There in the chapel, arrayed around the tomb’s stone plinth, lay the offerings of pilgrims from the four corners: a charcoal drawing of Malcolm X; a small Canadian flag on a wooden dowel; a book emblazoned with Marley’s face and the title, in what looked like Serbo-Croatian, “Boba Marlija.”
From the road below, the plaintive sounds of singing people drifted up. The congregants of Zion Apostolic Ministries Incorporated were praising Jesus. Puffing his spliff, Ganja Man looked over. “You know they cut him out,” he said, through the haze. “Bongo Joe—he took Bob out; put him back again.”
There was only one thing, next morning, to do: find Bongo Joe. We found Bongo Joe sitting on the porch of a sturdy split-level ranch house on the edge of Brown’s Town. Out front, a few of his bredren were roasting bits of the breadfruit over a fire.
Bongo Joe waved ‘hello’. He was a wiry little Rasta man with smiling eyes. His locks were tucked into a knitted tam. He showed me into a home whose rooms were furnished with a few mattresses on the floor, an old antique globe, and an old unplugged refrigerator being used, with its doors open and absent of ‘current’ to cool its shelves, for simple storage.
“Give thanks.” Our host offered the traditional Rasta greeting. He bid me sit on a bag of fertiliser. I asked him his name. “My name Bongo.” He paused. “My other name – my Babylon name – it’s Gilbert Powell.” He chuckled gently, and then he told me his tale.
Born here in Brown’s Town, he had adopted Jah as lord in the late 1960s and taken his nom de Rasta around the same time he “met a lady from up in the hills.” The said lady was from Nine Miles.
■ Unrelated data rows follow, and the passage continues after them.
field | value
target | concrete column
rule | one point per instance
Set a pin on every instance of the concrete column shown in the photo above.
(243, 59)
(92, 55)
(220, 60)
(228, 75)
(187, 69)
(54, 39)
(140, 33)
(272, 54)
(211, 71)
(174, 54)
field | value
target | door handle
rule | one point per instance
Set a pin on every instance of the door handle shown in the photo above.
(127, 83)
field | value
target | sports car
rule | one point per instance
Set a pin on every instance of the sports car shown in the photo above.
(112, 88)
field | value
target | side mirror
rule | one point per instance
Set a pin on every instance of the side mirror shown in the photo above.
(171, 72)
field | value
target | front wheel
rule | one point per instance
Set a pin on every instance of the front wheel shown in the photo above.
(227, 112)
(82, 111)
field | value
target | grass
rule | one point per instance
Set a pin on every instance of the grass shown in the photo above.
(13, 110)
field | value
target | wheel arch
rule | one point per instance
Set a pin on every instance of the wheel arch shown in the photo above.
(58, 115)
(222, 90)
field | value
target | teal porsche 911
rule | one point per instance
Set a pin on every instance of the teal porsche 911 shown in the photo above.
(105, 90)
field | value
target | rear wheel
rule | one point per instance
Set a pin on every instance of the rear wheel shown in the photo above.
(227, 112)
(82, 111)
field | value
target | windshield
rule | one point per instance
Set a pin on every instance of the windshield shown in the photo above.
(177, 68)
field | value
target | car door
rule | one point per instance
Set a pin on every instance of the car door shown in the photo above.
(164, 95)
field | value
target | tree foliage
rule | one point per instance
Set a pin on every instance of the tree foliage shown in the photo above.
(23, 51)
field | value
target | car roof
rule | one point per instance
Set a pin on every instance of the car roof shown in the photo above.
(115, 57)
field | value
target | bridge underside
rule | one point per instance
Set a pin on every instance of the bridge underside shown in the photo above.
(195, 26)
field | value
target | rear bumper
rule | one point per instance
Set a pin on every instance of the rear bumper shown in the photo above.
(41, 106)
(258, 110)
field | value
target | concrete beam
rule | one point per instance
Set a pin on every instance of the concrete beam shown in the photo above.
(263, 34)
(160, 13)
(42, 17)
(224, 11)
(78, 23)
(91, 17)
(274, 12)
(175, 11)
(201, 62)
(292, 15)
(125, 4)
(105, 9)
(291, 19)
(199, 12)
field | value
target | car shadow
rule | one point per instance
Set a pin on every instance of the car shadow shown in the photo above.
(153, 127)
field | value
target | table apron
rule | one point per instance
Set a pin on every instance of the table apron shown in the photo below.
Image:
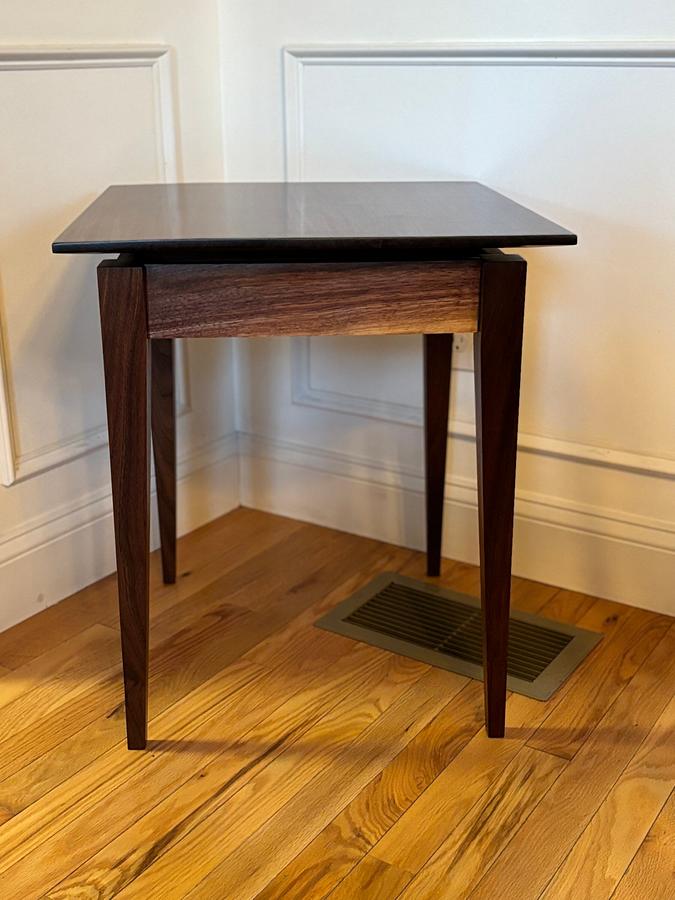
(266, 299)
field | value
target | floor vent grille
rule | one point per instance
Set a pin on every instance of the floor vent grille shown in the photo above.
(444, 628)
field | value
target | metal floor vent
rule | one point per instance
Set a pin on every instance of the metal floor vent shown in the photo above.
(444, 628)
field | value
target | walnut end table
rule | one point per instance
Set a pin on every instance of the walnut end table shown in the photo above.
(232, 260)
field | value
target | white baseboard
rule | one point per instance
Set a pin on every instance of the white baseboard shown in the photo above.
(594, 550)
(62, 552)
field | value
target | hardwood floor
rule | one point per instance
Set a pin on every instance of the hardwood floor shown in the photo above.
(288, 762)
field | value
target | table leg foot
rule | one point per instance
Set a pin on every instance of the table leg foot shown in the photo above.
(125, 358)
(497, 359)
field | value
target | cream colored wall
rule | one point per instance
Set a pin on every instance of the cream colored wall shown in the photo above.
(93, 94)
(581, 131)
(329, 429)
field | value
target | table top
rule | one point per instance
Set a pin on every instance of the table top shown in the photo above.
(307, 220)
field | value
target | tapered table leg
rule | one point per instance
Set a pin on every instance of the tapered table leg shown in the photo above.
(125, 359)
(497, 358)
(164, 450)
(437, 366)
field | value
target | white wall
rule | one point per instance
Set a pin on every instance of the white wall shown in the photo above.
(92, 94)
(330, 428)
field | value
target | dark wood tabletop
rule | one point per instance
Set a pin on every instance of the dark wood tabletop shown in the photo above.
(308, 220)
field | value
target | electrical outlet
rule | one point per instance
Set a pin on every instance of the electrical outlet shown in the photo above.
(462, 352)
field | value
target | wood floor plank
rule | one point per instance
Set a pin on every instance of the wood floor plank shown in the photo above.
(205, 562)
(611, 839)
(529, 862)
(190, 791)
(372, 879)
(115, 770)
(419, 832)
(258, 798)
(243, 868)
(482, 834)
(592, 689)
(349, 837)
(651, 874)
(43, 632)
(212, 633)
(56, 677)
(287, 761)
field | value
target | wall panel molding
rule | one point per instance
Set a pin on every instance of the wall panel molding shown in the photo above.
(303, 393)
(156, 58)
(593, 549)
(466, 53)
It was in renting a house there, from Bob Marley’s aunt, that he got to know the local kid who always made time, Bongo Joe said, to drive his Land Rover up from town and, tending to one of the family plots, to fill his jeep with “plenty punkin and yam.”
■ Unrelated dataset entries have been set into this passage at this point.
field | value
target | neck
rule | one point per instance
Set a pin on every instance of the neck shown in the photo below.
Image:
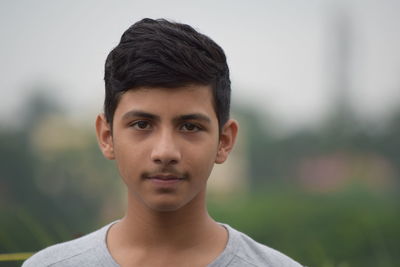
(148, 228)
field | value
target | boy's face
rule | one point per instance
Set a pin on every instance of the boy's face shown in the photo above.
(165, 142)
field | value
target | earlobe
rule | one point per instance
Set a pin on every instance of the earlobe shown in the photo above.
(227, 140)
(104, 136)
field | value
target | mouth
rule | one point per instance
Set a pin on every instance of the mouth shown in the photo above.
(165, 179)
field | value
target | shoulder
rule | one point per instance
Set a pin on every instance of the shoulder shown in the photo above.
(248, 252)
(80, 251)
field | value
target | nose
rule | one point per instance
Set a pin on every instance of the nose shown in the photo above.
(165, 149)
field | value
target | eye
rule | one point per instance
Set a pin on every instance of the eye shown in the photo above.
(190, 127)
(141, 125)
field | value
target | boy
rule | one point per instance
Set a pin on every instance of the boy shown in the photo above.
(165, 123)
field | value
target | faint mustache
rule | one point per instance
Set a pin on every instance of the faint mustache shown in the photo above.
(165, 172)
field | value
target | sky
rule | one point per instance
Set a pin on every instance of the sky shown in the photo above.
(283, 54)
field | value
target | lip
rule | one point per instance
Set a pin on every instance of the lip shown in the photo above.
(165, 179)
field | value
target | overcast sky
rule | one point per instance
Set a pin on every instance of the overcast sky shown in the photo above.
(280, 52)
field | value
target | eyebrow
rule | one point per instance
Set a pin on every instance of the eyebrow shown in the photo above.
(141, 114)
(185, 117)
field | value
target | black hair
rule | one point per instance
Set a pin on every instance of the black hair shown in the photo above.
(160, 53)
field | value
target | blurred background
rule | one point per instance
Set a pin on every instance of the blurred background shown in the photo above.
(316, 90)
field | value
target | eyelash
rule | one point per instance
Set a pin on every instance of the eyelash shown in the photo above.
(196, 128)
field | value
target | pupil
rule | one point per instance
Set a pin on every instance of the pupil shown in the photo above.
(142, 124)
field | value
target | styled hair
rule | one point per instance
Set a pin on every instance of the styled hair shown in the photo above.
(160, 53)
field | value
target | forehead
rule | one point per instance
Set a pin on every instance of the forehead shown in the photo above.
(159, 100)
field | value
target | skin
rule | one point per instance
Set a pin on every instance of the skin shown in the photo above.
(165, 143)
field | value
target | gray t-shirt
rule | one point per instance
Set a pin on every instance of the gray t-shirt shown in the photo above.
(91, 250)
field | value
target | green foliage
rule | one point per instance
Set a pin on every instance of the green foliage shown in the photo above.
(350, 228)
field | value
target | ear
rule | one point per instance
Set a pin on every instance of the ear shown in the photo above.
(227, 140)
(104, 136)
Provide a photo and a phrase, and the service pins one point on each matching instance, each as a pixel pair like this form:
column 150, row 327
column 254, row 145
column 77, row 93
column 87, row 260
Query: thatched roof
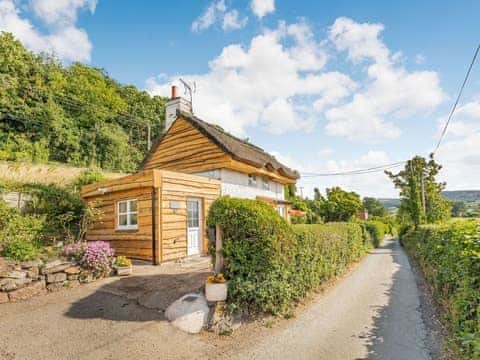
column 239, row 149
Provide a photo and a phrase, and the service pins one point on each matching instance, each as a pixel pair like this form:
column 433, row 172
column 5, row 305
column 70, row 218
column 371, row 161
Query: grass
column 52, row 173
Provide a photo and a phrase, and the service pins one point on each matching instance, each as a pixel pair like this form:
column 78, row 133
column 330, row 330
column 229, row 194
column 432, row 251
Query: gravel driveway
column 373, row 313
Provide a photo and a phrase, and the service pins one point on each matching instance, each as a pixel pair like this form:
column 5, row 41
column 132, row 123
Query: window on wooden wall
column 265, row 184
column 252, row 180
column 127, row 214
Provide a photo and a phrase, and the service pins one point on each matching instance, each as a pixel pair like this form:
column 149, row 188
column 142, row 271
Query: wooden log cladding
column 185, row 149
column 132, row 243
column 170, row 224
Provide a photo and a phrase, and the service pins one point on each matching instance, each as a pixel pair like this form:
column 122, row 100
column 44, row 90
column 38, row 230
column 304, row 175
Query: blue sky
column 325, row 86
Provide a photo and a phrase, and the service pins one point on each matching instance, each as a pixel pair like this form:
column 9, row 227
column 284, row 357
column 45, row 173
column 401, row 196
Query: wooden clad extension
column 192, row 146
column 168, row 226
column 187, row 150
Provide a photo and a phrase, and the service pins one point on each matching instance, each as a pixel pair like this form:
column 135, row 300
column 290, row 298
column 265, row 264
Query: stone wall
column 20, row 281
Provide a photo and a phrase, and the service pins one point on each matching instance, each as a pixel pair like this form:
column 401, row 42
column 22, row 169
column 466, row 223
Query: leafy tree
column 340, row 205
column 75, row 114
column 374, row 207
column 459, row 209
column 421, row 199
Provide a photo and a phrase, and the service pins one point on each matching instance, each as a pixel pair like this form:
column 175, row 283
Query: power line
column 357, row 171
column 458, row 99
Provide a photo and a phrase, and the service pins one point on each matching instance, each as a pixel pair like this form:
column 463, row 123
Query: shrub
column 95, row 255
column 19, row 250
column 449, row 256
column 89, row 176
column 377, row 231
column 270, row 264
column 75, row 251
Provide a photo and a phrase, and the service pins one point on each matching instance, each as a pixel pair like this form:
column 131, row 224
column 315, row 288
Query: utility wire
column 458, row 99
column 358, row 171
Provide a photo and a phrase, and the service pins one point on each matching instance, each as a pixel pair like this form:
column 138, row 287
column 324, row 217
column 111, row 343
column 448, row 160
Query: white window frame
column 265, row 184
column 128, row 213
column 252, row 180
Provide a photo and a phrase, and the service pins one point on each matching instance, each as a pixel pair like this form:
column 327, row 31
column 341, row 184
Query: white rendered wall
column 235, row 184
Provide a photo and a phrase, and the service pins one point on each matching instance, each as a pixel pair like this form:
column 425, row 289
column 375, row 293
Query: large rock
column 189, row 313
column 54, row 278
column 14, row 274
column 38, row 287
column 30, row 264
column 3, row 298
column 56, row 266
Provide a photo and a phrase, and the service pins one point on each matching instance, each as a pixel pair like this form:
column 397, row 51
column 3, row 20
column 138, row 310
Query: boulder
column 57, row 268
column 72, row 270
column 38, row 287
column 30, row 264
column 189, row 313
column 57, row 277
column 14, row 274
column 3, row 298
column 33, row 272
column 8, row 284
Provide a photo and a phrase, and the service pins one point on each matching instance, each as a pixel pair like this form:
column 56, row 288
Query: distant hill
column 390, row 203
column 462, row 195
column 467, row 196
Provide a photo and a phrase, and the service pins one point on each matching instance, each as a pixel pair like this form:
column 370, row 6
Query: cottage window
column 127, row 215
column 252, row 180
column 266, row 184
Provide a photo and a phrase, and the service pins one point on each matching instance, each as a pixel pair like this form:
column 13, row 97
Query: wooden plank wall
column 186, row 149
column 178, row 187
column 132, row 243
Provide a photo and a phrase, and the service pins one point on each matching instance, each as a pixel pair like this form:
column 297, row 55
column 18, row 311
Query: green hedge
column 272, row 265
column 449, row 256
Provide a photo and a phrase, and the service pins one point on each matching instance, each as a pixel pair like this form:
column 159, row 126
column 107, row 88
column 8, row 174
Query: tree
column 73, row 114
column 374, row 207
column 459, row 209
column 340, row 205
column 421, row 200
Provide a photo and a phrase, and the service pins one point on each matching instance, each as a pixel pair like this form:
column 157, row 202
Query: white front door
column 194, row 226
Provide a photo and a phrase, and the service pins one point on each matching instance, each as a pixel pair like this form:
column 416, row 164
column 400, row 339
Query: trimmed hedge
column 449, row 256
column 272, row 265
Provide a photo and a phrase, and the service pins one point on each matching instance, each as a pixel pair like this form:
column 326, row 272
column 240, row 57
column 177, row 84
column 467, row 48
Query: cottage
column 159, row 213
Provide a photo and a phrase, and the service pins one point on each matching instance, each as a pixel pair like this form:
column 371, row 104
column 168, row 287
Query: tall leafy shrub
column 449, row 256
column 270, row 264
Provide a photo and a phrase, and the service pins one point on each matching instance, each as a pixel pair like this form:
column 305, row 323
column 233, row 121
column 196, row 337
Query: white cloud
column 262, row 7
column 459, row 153
column 419, row 59
column 389, row 92
column 232, row 21
column 64, row 39
column 375, row 184
column 266, row 84
column 61, row 12
column 217, row 11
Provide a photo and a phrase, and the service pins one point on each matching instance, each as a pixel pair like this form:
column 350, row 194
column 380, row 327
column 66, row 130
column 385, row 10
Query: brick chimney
column 176, row 103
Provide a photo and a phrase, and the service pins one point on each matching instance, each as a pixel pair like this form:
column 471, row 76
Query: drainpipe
column 154, row 228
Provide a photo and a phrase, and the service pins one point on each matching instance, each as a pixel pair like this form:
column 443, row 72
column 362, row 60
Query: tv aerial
column 189, row 89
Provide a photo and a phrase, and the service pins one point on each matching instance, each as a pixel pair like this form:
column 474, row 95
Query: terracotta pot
column 216, row 291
Bongo Joe was a trusted fellow Rasta in the rural homeplace where Marley returned, even after growing world famous, “when him want to relax hisself.” The men became close and when the end came, Bongo Joe was there. The hearse that carried the Gong up from the capital, he said, had broken down around the town of Ewarton; Bob’s bredren, following in one of the departed’s trucks, slid his coffin from one carrier into the next.
They continued into St. Ann’s and, once they reached Nine Miles, slid the box containing Bob’s battered body and his Gibson guitar out of the pickup’s bed and into his marble tomb, without remembering, some said later, to turn the coffin around again. No one knew for sure.
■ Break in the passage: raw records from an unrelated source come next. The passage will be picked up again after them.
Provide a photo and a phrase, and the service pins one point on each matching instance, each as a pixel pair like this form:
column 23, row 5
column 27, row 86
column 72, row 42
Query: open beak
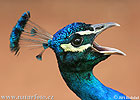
column 99, row 28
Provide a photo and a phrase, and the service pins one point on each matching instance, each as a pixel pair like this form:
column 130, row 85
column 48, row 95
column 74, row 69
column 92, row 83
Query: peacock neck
column 86, row 86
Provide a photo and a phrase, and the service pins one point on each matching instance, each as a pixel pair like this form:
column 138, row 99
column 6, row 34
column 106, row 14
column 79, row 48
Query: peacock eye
column 77, row 41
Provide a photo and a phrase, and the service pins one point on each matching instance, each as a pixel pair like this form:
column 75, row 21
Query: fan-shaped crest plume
column 28, row 34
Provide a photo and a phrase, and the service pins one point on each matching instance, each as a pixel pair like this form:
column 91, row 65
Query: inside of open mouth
column 106, row 50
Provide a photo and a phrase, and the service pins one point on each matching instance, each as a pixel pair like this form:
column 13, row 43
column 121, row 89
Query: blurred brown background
column 24, row 75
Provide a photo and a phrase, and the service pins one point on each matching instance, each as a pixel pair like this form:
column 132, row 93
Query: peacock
column 76, row 51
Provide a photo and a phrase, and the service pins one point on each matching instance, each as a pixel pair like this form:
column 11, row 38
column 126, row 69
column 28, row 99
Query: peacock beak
column 98, row 29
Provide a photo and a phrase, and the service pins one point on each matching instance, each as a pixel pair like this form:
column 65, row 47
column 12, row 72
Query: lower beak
column 99, row 28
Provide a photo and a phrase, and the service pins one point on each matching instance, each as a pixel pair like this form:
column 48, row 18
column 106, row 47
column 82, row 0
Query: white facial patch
column 69, row 47
column 87, row 32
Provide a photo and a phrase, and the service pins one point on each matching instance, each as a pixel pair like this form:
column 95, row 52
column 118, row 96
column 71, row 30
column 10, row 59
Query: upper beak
column 99, row 28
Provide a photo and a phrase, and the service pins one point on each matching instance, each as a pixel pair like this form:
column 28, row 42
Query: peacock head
column 74, row 45
column 76, row 49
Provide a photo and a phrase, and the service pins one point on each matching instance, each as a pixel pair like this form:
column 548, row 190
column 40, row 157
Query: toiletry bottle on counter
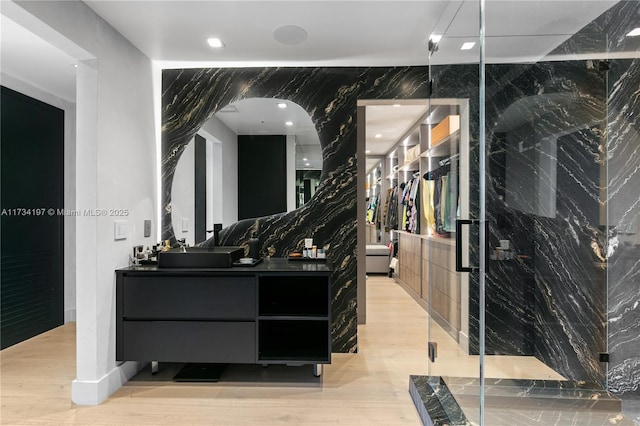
column 254, row 246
But the prospect that “Bob went in wrong way” set the stage for the secret drama in which Bongo Joe, who worked with the Marley family and served as a tour guide at Zion for years, played his crucial role.
“We always tell people,” he recalled, “that Bob Marley head face east, face the star.” The heads of the dead, in Jamaica, must face the rising sun. Tombs on the island, no matter their context, are angled that way. It matters. “But we never sure,” Bongo continued. “And then Bob mother and him lawyer start having dreams. Having dreams that Bob not happy in him tomb.”
“They thought he was faced the wrong way?”
“Yeah mon. So, one day, Bob brother Richard, he say, “Bongo. Come up here.”” Up by the tomb, Bongo found Bob’s brother standing with their mother and a robed priest from the Ethiopian Orthodox Church. “”We need to get in there,” Richard say. “We need help to dig Bob out. We need to turn him round.”
Bongo, there on his porch in Brown’s Town, lifted a pantomime hammer and chisel. “So I start to dig. Dig and dig and dig and dig. The whole of me face white up. Dust flying in me nose. I couldn’t leave it, cause they wanted me to do it. So I dig and dig.”